= Hundred and Four =

Carthaginian tribunal

The Hundred and Four, or Council of 104 (Phoenician miat, from mia "hundred", Εκατόν, Ordo judicum), was a Carthaginian tribunal of judges. They were created early in Carthage's history, and are described in Aristotle's Politics (4th century BC) as "the highest constitutional authority." The Hundred and Four were in charge of judging generals and the military, who exercised a great deal of independence from the government in Carthage. The Hundred and Four were intended to provide a check to ensure the military served the needs of the senate and the people. However, by the time of Hannibal, and his stint as Suffet (early 2nd century BC), the 104 had acquired tyrannical power.

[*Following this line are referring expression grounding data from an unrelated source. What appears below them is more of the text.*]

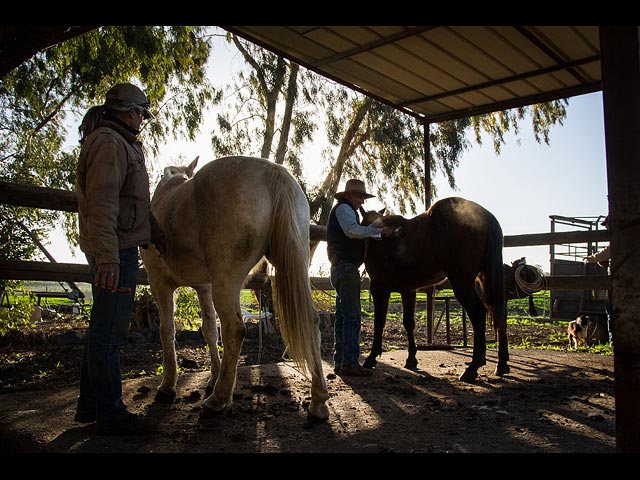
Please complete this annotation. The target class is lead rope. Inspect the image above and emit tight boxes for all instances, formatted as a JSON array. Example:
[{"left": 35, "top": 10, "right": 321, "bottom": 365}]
[
  {"left": 514, "top": 264, "right": 547, "bottom": 295},
  {"left": 514, "top": 264, "right": 548, "bottom": 317}
]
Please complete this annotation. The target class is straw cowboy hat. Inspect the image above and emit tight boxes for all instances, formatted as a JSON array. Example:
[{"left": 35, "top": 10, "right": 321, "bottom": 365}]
[
  {"left": 334, "top": 178, "right": 376, "bottom": 201},
  {"left": 104, "top": 83, "right": 154, "bottom": 119}
]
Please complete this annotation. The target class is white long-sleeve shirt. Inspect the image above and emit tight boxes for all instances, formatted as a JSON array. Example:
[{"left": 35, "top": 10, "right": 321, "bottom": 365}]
[
  {"left": 585, "top": 245, "right": 610, "bottom": 263},
  {"left": 335, "top": 203, "right": 383, "bottom": 239}
]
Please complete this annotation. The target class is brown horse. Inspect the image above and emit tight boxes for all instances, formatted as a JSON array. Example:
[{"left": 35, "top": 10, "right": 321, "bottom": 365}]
[{"left": 360, "top": 196, "right": 509, "bottom": 382}]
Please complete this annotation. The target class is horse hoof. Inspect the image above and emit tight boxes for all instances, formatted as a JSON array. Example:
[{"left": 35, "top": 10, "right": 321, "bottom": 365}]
[
  {"left": 363, "top": 357, "right": 377, "bottom": 369},
  {"left": 306, "top": 410, "right": 329, "bottom": 424},
  {"left": 154, "top": 389, "right": 176, "bottom": 404},
  {"left": 198, "top": 405, "right": 222, "bottom": 422},
  {"left": 495, "top": 364, "right": 510, "bottom": 376},
  {"left": 404, "top": 358, "right": 418, "bottom": 370},
  {"left": 459, "top": 369, "right": 478, "bottom": 383}
]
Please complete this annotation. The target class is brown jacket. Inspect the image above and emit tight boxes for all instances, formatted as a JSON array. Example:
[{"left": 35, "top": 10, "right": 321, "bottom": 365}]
[{"left": 76, "top": 119, "right": 151, "bottom": 266}]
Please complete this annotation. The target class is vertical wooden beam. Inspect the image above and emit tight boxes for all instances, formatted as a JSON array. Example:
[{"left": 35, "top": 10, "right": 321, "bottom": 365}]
[
  {"left": 423, "top": 120, "right": 435, "bottom": 344},
  {"left": 600, "top": 26, "right": 640, "bottom": 453},
  {"left": 423, "top": 120, "right": 432, "bottom": 210}
]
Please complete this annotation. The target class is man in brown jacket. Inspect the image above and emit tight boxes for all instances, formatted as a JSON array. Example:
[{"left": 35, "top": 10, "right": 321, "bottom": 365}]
[{"left": 74, "top": 83, "right": 157, "bottom": 435}]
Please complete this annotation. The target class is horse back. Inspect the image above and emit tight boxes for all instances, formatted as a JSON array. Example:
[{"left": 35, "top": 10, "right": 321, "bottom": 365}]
[
  {"left": 149, "top": 156, "right": 305, "bottom": 285},
  {"left": 365, "top": 197, "right": 503, "bottom": 291}
]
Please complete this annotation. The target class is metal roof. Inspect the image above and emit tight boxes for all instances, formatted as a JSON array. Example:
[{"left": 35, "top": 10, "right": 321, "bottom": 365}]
[{"left": 222, "top": 26, "right": 601, "bottom": 123}]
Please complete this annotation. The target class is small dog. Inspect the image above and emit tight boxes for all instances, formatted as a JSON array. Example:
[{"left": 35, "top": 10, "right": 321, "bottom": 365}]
[{"left": 568, "top": 315, "right": 589, "bottom": 349}]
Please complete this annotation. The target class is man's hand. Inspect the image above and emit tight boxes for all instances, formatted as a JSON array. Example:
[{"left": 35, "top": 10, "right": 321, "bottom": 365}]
[
  {"left": 95, "top": 262, "right": 120, "bottom": 292},
  {"left": 381, "top": 227, "right": 393, "bottom": 238}
]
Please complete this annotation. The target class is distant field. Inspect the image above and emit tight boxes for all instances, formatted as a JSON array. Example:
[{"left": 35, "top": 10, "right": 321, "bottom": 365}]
[{"left": 15, "top": 281, "right": 552, "bottom": 323}]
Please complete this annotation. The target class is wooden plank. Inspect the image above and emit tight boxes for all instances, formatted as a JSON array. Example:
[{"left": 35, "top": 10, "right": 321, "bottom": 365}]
[
  {"left": 0, "top": 260, "right": 272, "bottom": 290},
  {"left": 0, "top": 182, "right": 609, "bottom": 248},
  {"left": 0, "top": 261, "right": 610, "bottom": 292},
  {"left": 0, "top": 181, "right": 78, "bottom": 212},
  {"left": 503, "top": 230, "right": 609, "bottom": 247}
]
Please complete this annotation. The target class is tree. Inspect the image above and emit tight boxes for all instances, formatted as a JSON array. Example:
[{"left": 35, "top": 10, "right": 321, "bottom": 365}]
[
  {"left": 208, "top": 35, "right": 569, "bottom": 264},
  {"left": 212, "top": 33, "right": 320, "bottom": 176},
  {"left": 0, "top": 26, "right": 220, "bottom": 262},
  {"left": 211, "top": 33, "right": 324, "bottom": 312}
]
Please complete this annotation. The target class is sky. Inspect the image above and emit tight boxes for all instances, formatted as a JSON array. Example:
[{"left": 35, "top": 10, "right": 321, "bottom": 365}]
[{"left": 47, "top": 28, "right": 609, "bottom": 276}]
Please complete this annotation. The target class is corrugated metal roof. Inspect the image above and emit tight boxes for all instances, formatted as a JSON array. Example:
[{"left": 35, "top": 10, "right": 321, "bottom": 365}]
[{"left": 222, "top": 26, "right": 601, "bottom": 123}]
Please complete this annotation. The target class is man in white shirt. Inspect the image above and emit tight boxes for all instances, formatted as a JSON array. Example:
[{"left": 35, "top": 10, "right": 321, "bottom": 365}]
[{"left": 327, "top": 179, "right": 392, "bottom": 377}]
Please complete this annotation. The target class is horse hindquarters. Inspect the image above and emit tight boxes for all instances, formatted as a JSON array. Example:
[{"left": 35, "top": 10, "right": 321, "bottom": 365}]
[{"left": 363, "top": 281, "right": 391, "bottom": 369}]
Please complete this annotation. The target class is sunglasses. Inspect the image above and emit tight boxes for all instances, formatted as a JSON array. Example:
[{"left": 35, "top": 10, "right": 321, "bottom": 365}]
[{"left": 132, "top": 106, "right": 148, "bottom": 120}]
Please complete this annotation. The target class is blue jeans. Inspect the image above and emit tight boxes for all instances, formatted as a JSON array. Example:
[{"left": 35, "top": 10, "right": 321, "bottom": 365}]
[
  {"left": 77, "top": 247, "right": 139, "bottom": 425},
  {"left": 331, "top": 260, "right": 363, "bottom": 368}
]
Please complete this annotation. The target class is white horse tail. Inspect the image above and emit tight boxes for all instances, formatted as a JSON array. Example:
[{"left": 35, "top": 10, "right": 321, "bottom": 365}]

“By the old constitution, the Senate had the right to control the magistrates; but this new body of judges controlled the Senate, and therefore, in reality, the magistrates also. Nor was it content to control the Senate; it practically superseded it... No Shofete, no Senator, no general, was exempt from their irresponsible despotism. The Shofetes presided, the senators deliberated, the generals fought, as it were, with a halter around their necks. The sentences passed by the Hundred, if they were often deserved, were often also, like those of the dreaded “Ten” at Venice, to whom they bore a striking resemblance, arbitrary and cruel.”

By leading a populist reform movement—including substituting annual rotation in office for the life tenure formerly enjoyed by the 104—Hannibal managed to restore a measure of popular rule. Until Hannibal's reforms the Hundred and Four held their position for life. During Hannibal's term as Suffett he used popular support to change the term to a year and to add a term limit of two years.